When life gives you tiny tasteless oranges make Mandarin Ginger Sorbet. Those grocery store bundles are a mixed bag at best – some ripe fruit and some not so much. When reaching into the fruit bowl feels like Russian roulette, it’s time for this sorbet. It takes almost no effort and turns a bundle of so-so citrus into a sure-fire hit.
There are limits. If the citrus is completely tasteless there’s not much of anything that’s going to help. But it works like magic on mediocre fruit. A dose of sugar and the bite of ginger really enhances mandarin-ness of the juices. How you get those juices is the only real challenge – and there’s a couple of solutions.
juicing tiny oranges
I tried juicing tiny oranges and this is what happened
Electric juicer: Every drop of juice was extracted but the orange skins were so thin that they disintegrated in my hand.
Immersion Blender: I peeled the mandarins then threw the whole fruits into a bowl and blitzed them with an immersion blender. The juice was strained out, leaving the seeds and membranes behind. This is was easy and kind of worked but it took a lot of effort with the immersion blender.

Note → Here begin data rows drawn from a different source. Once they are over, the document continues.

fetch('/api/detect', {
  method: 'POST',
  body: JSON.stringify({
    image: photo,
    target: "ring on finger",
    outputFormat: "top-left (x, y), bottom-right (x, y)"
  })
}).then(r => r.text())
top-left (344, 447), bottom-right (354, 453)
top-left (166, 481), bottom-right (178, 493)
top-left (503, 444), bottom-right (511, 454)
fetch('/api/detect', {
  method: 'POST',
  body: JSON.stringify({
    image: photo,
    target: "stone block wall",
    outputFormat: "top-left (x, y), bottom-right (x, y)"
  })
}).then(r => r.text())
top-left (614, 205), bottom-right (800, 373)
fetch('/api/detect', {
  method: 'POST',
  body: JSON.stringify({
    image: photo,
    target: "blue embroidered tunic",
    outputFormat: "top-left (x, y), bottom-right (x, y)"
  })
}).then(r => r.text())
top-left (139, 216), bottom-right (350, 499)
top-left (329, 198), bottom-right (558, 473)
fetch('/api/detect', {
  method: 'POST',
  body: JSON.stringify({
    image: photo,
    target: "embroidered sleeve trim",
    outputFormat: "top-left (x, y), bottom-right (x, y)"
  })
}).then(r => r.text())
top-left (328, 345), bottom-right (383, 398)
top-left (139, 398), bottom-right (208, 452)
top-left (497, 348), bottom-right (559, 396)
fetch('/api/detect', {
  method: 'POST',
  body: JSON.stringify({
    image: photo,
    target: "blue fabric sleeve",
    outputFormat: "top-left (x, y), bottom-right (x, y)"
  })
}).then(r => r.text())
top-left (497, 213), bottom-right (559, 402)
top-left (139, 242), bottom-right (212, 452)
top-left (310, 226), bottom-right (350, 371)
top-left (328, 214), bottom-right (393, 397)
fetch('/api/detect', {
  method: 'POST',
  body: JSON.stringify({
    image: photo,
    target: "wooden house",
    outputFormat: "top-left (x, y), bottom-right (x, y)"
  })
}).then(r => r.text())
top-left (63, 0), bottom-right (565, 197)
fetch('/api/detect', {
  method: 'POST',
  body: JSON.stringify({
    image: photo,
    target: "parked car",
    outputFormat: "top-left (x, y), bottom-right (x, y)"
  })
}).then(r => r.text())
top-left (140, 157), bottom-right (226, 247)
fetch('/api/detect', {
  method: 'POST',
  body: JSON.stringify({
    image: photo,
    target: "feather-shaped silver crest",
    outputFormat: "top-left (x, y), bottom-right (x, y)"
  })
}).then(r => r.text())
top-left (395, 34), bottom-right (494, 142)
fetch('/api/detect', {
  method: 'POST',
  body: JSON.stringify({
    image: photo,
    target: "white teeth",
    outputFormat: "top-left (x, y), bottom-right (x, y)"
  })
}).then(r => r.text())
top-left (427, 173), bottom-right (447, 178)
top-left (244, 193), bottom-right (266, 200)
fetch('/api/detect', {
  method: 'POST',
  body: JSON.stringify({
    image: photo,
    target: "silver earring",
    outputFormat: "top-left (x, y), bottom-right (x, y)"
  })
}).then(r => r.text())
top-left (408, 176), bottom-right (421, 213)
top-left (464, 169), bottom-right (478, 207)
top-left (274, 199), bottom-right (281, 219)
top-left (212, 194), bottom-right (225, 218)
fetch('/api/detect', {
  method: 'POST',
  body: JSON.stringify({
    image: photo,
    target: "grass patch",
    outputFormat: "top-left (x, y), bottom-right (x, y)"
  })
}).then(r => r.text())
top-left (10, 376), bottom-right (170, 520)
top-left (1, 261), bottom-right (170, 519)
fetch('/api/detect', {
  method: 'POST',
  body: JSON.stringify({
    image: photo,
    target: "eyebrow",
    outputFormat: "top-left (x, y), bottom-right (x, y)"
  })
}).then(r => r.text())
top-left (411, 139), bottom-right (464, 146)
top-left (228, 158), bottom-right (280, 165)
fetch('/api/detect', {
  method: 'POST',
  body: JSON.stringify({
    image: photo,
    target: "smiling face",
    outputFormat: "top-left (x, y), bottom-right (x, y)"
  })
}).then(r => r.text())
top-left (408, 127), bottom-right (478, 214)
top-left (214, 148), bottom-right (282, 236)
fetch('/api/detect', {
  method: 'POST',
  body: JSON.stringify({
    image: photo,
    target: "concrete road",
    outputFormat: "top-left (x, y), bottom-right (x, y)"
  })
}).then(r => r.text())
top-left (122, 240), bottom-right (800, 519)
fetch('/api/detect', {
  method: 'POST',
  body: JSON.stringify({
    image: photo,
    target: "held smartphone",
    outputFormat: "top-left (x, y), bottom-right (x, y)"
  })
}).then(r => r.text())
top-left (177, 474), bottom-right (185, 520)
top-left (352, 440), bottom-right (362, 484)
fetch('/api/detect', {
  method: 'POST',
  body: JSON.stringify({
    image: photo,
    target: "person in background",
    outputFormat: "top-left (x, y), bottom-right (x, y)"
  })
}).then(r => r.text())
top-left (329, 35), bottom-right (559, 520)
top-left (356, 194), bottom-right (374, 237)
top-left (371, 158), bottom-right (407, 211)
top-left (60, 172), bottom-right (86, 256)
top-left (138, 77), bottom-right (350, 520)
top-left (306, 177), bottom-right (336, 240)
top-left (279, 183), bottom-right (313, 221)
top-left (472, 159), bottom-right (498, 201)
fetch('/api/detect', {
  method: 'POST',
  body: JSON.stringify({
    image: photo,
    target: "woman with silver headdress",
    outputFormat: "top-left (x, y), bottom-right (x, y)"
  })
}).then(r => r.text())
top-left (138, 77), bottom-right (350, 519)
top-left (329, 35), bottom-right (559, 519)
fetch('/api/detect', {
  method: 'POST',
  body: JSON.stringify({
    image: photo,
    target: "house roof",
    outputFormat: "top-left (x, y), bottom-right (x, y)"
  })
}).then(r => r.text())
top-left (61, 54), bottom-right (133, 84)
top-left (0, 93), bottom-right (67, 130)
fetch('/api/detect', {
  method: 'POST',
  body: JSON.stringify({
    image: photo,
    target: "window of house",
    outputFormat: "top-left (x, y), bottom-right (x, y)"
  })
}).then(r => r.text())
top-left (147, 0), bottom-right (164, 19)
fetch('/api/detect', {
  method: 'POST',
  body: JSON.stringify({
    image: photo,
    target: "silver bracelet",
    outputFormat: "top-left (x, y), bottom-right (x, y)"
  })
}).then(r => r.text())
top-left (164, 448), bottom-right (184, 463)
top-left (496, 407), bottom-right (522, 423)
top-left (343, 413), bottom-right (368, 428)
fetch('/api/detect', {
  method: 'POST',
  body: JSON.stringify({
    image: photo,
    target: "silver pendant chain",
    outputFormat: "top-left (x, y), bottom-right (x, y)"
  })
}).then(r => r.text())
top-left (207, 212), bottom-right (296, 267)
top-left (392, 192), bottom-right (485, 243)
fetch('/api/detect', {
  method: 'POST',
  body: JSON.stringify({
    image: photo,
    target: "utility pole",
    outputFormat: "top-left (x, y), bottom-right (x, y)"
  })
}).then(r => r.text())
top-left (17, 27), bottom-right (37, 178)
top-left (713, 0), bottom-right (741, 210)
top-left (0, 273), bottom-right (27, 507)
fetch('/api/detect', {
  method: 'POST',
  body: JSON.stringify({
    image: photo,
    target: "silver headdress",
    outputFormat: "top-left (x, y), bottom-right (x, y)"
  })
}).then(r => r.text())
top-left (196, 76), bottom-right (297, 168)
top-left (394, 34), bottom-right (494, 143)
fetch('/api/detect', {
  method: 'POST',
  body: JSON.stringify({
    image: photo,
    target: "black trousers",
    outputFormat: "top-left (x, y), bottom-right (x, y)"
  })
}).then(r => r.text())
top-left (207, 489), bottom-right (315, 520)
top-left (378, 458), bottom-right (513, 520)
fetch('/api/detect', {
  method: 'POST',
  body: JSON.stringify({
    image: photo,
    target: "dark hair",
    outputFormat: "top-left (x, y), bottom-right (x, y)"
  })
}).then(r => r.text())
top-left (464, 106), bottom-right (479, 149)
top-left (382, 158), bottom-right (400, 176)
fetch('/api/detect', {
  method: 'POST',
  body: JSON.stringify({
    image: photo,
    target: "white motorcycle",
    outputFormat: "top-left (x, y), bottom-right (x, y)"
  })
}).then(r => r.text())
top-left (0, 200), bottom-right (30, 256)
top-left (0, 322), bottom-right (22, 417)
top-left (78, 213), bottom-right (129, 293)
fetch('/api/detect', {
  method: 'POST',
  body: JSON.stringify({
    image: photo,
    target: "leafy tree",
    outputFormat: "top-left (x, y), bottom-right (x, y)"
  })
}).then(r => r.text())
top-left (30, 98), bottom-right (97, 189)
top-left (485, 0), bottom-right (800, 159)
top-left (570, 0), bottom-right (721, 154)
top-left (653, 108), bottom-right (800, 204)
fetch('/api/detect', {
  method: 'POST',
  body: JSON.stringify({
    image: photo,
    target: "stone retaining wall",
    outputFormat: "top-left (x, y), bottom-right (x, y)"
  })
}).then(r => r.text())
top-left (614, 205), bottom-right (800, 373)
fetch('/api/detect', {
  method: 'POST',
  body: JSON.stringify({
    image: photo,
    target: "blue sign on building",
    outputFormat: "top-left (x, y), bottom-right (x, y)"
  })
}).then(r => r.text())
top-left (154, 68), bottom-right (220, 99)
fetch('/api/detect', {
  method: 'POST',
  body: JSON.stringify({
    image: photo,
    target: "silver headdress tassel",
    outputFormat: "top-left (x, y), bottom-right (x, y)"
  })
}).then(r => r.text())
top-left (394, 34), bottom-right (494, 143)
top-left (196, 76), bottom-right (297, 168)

A few bits of chopped up seeds found their way through the strainer.
Handheld Lemon Presser: Cut in half and press. It took a little more time than the electric juicer and the immersion blender. But it was easy, effective and required the least amount of clean up. Any of these methods will work but the lemon presser was the clear winner for me.
It takes about 10-11 small mandarin oranges for this recipe.
A super simple recipe for Mandarin Ginger sorbet that is sweet and tart. A great way to use up fruit that isn’t perfectly ripe. Sugar boosts the orangy goodness of the mandarins and ginger gives the whole thing a refreshing kick.
9g tapioca starch
68g light corn syrup
zest of half a mandarin orange
460g mandarin orange juice
sugar syrup (see above)
Cut two small thin rounds of ginger about the width and thickness of a quarter.
Make the sugar syrup. Combine water with the sugar, tapioca starch, corn syrup, ginger and zest in a small saucepan over medium to medium-high heat.
Stir continuously for about 8-11 minutes until the mixture just starts to boil (do not allow it to come to a full boil) Once the texture of the sugar syrup becomes thicker and viscous (or once it hits 212 degrees if you are using a thermometer) immediately take it off the heat.
Place it in a container (including the zest and ginger) Let it cool to room temperature then refrigerate for a minimum of 4 hours to a maximum of 24 hours. The longer it rests the deeper the flavor.
Discard the zest and ginger. Thoroughly mix the mandarin juice with the sugar syrup.
Process in your ice cream maker according to the manufacturer’s instructions.
The sorbet is finished when it reaches the consistency of soft serve ice cream (about 20-30 minutes in most machines)
Scoop into a container, place a piece of plastic wrap or parchment paper on the surface and freeze until firm (2-4 hours minimum)
The size of the mandarin zest should be a little over an inch. Anything bigger will absorb too much of the sugar syrup and throw off the proportions of the recipe.
No need to fuss over the ginger. Slice it and throw it in. Peel it or not – your choice.
For a subtle ginger flavor take out the ginger after 20 minutes. The longer the ginger sits in the syrup the stronger the flavor.